Posted on June 23, 2010


Owners may be interested in sustainable design for different intangible reasons, but no one can deny the way green design affects a company financially.

Kim Shinn, a LEED policy driver and green design guru with TLC Engineering, once presented what the USGBC calls ‘the business case for sustainable design’ using “top line” and “bottom line” benefits for companies. This terminology, which references the income statement of a business, made the best sense to me to describe benefits because sustainability affects an organization financially in two different ways.
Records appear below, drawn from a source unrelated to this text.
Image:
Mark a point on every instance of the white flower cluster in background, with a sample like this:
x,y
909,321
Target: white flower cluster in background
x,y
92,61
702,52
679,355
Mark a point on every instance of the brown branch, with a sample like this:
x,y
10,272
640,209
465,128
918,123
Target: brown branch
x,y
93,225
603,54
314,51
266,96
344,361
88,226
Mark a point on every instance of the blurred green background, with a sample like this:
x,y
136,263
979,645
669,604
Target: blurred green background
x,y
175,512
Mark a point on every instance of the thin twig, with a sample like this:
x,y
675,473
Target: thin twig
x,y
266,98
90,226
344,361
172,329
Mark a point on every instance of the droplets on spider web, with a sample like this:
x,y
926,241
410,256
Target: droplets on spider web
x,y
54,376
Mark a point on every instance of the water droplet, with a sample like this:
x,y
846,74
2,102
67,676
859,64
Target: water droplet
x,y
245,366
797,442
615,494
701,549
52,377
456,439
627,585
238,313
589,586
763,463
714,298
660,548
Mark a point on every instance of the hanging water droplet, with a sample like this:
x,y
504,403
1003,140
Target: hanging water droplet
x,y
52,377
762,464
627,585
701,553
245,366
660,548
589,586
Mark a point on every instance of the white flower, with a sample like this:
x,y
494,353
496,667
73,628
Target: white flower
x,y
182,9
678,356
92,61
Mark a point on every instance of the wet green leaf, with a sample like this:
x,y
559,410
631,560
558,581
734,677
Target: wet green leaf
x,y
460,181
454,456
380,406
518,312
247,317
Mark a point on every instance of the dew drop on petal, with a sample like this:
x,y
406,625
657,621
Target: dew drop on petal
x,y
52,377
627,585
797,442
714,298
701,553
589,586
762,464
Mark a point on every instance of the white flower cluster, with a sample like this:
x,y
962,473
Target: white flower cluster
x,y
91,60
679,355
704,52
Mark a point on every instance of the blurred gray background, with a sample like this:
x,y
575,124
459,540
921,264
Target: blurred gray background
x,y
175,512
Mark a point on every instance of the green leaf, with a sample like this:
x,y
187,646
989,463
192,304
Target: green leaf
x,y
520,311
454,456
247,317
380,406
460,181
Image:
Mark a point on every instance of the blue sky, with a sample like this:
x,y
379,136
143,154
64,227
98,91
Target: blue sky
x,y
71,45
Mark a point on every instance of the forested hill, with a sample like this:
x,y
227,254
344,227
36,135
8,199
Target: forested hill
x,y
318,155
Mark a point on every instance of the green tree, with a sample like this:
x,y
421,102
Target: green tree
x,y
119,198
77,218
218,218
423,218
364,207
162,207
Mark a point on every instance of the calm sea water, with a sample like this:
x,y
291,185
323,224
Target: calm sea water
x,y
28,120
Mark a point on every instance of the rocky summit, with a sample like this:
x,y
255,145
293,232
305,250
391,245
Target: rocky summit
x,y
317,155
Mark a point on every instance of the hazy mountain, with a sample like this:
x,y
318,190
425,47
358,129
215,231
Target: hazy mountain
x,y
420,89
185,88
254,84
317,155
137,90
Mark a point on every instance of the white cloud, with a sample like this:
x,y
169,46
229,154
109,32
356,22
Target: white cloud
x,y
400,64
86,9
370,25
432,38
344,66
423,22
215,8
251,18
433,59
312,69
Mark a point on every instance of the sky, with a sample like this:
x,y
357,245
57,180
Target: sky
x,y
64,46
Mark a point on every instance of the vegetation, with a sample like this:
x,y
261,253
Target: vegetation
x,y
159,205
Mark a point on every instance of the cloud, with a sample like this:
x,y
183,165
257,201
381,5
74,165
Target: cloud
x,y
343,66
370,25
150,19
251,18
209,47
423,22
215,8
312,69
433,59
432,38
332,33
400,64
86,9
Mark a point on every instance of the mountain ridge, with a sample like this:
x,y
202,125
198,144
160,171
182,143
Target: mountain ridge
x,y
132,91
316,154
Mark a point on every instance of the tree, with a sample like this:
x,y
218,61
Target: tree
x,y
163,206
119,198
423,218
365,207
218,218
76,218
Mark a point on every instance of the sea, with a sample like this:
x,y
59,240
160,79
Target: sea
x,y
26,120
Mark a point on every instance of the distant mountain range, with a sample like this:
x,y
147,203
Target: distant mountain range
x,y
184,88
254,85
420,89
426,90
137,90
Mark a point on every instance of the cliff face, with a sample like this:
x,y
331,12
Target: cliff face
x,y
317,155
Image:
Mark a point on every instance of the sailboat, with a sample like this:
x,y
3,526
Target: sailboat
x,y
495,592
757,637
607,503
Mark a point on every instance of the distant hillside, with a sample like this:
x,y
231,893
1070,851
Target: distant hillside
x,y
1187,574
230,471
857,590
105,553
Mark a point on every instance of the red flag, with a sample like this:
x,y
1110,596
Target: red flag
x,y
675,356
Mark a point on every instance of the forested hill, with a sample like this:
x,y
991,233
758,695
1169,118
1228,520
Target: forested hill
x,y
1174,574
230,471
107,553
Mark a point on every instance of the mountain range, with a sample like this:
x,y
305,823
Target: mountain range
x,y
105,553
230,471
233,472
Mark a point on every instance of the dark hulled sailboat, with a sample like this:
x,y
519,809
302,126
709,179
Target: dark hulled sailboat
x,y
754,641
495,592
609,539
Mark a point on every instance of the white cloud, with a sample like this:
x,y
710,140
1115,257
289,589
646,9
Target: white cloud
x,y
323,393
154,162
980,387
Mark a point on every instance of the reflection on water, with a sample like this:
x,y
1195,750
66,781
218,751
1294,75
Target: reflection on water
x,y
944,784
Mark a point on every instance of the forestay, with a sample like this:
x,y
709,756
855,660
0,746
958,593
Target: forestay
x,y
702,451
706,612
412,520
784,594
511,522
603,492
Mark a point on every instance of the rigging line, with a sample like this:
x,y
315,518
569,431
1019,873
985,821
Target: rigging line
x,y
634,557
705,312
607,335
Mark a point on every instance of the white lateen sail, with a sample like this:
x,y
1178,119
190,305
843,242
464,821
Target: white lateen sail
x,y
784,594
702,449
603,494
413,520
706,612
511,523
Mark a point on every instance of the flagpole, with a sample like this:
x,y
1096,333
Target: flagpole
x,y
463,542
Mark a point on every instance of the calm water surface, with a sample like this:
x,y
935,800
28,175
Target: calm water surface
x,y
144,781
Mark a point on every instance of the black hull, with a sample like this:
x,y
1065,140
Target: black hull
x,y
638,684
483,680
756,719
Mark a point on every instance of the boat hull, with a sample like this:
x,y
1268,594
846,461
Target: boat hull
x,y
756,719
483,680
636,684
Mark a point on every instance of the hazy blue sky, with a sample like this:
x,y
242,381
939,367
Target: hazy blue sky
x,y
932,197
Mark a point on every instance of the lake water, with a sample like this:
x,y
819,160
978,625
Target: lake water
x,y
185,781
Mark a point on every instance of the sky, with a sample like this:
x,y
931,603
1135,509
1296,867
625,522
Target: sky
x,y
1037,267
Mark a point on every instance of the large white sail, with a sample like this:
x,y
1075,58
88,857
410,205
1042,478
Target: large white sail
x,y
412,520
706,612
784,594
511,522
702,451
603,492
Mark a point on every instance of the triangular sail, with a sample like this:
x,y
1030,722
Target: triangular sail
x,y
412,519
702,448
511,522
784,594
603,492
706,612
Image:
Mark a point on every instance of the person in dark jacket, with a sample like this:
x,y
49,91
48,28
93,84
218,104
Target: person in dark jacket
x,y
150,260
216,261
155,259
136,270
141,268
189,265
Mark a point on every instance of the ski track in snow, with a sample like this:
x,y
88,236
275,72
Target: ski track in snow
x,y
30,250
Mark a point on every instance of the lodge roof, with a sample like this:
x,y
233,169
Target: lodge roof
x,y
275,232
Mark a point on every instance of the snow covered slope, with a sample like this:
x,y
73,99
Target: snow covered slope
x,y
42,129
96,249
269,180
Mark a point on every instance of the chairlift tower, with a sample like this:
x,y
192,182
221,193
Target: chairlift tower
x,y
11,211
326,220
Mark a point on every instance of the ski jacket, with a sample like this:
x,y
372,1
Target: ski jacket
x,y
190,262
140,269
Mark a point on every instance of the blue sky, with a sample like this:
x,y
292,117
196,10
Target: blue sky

Bottom line relates generically to “net income”; these benefits will generate cost savings from spending or operating efficiency. Top line relates generically to “gross sales”; these benefits will generate additional revenue through sales generation. Bottom line growth is immediately felt for its one-to-one correlation to money in the pocket (or less money leaving the pocket). Top line growth is a little less direct as it assists in public relations and notoriety momentum (awareness, advertising, goodwill, etc.) that leads to increased sales.

Sustainability information sources emphasize building owner-operators (healthcare, higher education, government) as the best targets for green design because they will see direct financial gain from the energy cost savings implemented in the design. In addition to the benefits listed below, other tangible advantages may materialize as sustainable design grows in practice. For instance increased daylight, a point of LEED emphasis, has been proven to increase customer sales and speed a patient’s recovery time.

Keep in mind, this list is comprehensive but far from exhaustive.

Top Line Benefits

  • Fund Raising (garnering gifted capital)
  • Marketing and Brand Recognition (commercial selling points)
  • Public Relations (image of company to world)
  • Public Policy (government requirements)
  • Recruitment (attracting quality people)


Bottom Line Benefits

  • Utility savings (cost savings in maintenance and utility bills)
  • Productivity (human resource maximization)
  • Employee Retention Success (keeping quality people)
  • Risk Management (potential lawsuit mitigation)
  • Health Improvements (less sick days)

To maximize results, project owners are highly encouraged to register with the USGBC and pursue LEED accreditation. Even if the final documentation is not submitted, LEED certification maintains critical decision-making and rigor throughout the design and construction process.